Sabtu, 17 Mei 2014

Mencapai Pulau Penyengat



KETIKA membaca-baca bacaan tentang budaya Melayu, salah satunya mula pertama aku mengenal nama Pulau Penyengat. Terutama bila penulis-penulis di Pekanbaru, Riau, mengirimkan tulisan-tulisan seni dan budaya daerah mereka ke media cetak terbitan Padang, Sumatera Barat (Sumbar), yang menjadi salah satu sumber bacaan sehari-hariku pada masa dahulu. Ketika di Provinsi Riau belum ada penerbitan suratkabar harian, hanya mengandalkan media local terbitan dari provinsi tetangganya yakni Sumbar, selain media terbitan Jakarta.


Media cetak dari Sumbar adalah  tempat mempublikasikan tulisan-tulisan seni budaya atau pun karya sastra seniman Riau sampai awal tahun 1990-an. Semisal nama-nama, Idrus Tintin, BM Syamsudin, Ediruslan P. Amanriza, Dasri Al-Mubary, sampai kepada Fakhrunas MA Jabbar.

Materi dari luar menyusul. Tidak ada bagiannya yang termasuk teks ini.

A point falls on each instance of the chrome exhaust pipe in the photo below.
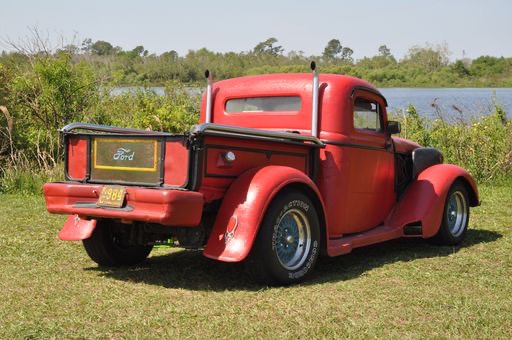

Pulau Penyengat begitu lekat dalam ingatanku, sekaitan dengan tokoh Raja Ali Haji, Sang Pujangga Melayu dengan Gurindam Duabelasnya. Selain Pulau Penyengat, ada beberapa pulau-pulau lain di Kepulauan Riau yang begitu besar minatku untuk bisa mengunjunginya. Antara lain Pulau Lingga, Pulau Tarempa tempat kelahiran Penyair Riau Ibrahim Sattah, Pulau Tanjuang Balai Karimun dan Pulau Natuna di Laut Cina Selatan.


Alhamdulillah…, pada perjalananku di bulan Maret 2014, setidaknya aku akhirnya dapat menyempatkan diri mengunjungi sejumlah tempat.

Terutama akhirnya aku dapat mencapai Pulau Penyengat, yang sudah lama namanya tertinggal dalam ingatanku dan sudah lama tumbuh keinginan untuk bisa mengunjunginya, melihat jejak masa silam dari budaya Melayu.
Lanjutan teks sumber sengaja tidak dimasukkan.